Kerala Legislature International Book Festival (KLIBF) is an annual literary and cultural festival organised by the Kerala Legislative Assembly at its complex in Thiruvananthapuram, Kerala, India. The fouth edition of the book festival will be held from 7 to 13 January 2026. The festival brings together publishers, authors, scholars, and readers for a week-long celebration of books, ideas, and public discourse, with free entry for the general public.

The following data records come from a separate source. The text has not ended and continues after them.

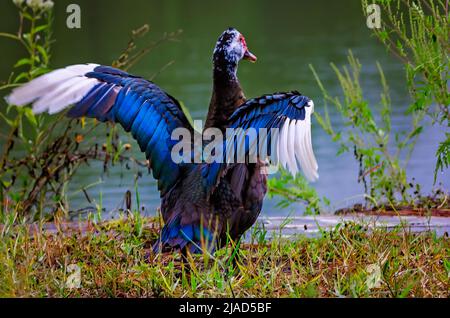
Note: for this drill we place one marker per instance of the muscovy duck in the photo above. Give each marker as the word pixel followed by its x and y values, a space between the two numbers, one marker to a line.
pixel 205 204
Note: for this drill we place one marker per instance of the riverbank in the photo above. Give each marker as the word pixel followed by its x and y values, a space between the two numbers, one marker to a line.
pixel 109 260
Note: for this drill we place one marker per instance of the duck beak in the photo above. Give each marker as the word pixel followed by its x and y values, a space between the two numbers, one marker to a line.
pixel 249 56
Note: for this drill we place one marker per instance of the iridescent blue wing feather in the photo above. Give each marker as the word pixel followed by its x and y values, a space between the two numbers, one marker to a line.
pixel 109 94
pixel 286 118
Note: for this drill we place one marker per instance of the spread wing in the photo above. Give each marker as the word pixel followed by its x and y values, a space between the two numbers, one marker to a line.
pixel 286 118
pixel 109 94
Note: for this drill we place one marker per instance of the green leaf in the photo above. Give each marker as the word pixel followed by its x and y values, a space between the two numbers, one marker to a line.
pixel 24 61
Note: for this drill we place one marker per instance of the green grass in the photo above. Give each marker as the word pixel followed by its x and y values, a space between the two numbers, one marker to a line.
pixel 348 261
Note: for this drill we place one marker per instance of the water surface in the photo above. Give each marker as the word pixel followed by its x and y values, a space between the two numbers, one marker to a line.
pixel 286 36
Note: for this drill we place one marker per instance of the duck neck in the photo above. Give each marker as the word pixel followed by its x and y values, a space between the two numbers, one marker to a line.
pixel 227 95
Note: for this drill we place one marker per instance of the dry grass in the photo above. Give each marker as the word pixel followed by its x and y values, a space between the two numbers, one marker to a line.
pixel 348 261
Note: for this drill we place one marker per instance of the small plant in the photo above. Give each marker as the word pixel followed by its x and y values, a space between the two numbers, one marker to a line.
pixel 417 33
pixel 41 154
pixel 380 169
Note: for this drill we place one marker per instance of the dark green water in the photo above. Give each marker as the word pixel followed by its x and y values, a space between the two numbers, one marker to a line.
pixel 285 35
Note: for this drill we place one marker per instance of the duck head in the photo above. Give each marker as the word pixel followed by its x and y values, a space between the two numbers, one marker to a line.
pixel 230 49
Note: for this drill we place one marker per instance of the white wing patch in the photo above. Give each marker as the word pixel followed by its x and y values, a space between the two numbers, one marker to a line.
pixel 56 90
pixel 294 146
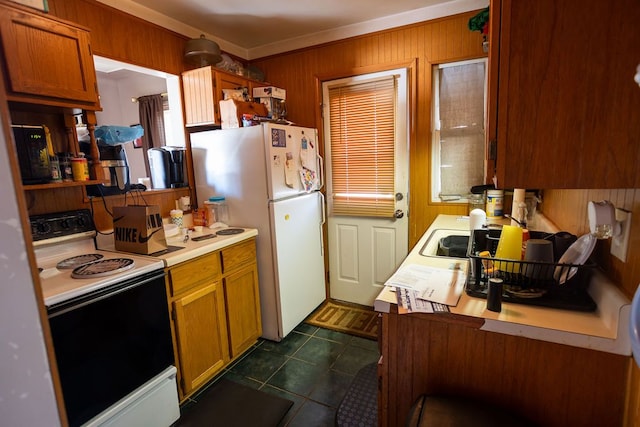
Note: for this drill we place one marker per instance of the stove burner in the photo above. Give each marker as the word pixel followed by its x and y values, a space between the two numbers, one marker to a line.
pixel 229 231
pixel 76 261
pixel 104 267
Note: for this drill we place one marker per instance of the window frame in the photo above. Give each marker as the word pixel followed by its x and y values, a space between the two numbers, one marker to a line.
pixel 435 184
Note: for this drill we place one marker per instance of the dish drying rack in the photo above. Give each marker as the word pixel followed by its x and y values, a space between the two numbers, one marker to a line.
pixel 545 284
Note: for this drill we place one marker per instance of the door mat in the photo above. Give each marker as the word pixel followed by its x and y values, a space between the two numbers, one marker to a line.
pixel 350 319
pixel 229 404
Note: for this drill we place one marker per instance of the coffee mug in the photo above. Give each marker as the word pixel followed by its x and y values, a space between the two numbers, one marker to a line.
pixel 537 255
pixel 184 203
pixel 176 217
pixel 561 242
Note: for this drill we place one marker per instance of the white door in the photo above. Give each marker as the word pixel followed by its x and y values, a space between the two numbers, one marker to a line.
pixel 365 251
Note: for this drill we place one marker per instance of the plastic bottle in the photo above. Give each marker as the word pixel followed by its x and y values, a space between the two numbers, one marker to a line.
pixel 495 201
pixel 217 210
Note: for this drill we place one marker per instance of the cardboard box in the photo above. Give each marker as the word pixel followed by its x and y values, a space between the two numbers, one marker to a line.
pixel 275 107
pixel 269 92
pixel 138 229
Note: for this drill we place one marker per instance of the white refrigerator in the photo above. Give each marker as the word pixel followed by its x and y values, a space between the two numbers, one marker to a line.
pixel 270 176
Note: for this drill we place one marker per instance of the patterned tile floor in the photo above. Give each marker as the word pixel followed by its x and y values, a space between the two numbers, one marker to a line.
pixel 312 366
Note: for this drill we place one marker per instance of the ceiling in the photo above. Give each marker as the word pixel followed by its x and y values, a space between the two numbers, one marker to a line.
pixel 255 28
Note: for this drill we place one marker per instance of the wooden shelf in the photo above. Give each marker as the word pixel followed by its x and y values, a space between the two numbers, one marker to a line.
pixel 50 185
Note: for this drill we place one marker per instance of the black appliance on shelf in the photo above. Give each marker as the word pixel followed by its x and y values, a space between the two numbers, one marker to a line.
pixel 33 156
pixel 115 168
pixel 167 167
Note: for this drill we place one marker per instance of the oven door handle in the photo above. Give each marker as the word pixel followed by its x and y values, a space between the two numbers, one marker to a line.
pixel 101 294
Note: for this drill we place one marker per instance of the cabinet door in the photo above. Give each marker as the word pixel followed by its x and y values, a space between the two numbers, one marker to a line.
pixel 202 89
pixel 199 99
pixel 201 335
pixel 47 61
pixel 567 111
pixel 243 309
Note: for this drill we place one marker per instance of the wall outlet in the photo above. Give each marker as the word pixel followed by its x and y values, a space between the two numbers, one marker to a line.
pixel 620 242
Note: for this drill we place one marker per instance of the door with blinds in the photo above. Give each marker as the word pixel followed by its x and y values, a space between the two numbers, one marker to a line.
pixel 366 153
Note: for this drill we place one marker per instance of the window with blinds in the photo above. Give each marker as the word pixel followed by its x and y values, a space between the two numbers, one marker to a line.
pixel 458 129
pixel 362 128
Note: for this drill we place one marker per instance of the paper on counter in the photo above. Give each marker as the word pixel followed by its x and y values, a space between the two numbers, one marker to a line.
pixel 408 302
pixel 433 284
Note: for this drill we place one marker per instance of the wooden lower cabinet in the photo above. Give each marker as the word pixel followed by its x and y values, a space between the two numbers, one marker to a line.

It has emerged as a signature event of the Assembly, highlighting the role of reading in strengthening democratic values and informed citizenship.

== History ==
The KLIBF was conceived as a cultural initiative of the Kerala Legislative Assembly to promote reading, critical thinking, and dialogue between citizens and institutions. Early editions of the festival established the legislative complex as a public cultural space by hosting book stalls, seminars, and interactive sessions alongside guided visits to the Assembly hall and museum. By the time of its third editions, the festival had gained national and international attention, drawing large numbers of visitors and participants from within India and abroad.

== Editions ==

=== Third edition (2025) ===
The third edition of the KLIBF was held from 8 to 13 January 2025 and was a success and a marked improvement on the previous two editions. Over the seven days of the festival, around three lakh visitors attended the event, which featured 166 publishers and nearly 266 stalls. The programme included talks, debates, meet-the-author sessions, and book launches held across multiple venues in the Kerala Legislative Assembly complex.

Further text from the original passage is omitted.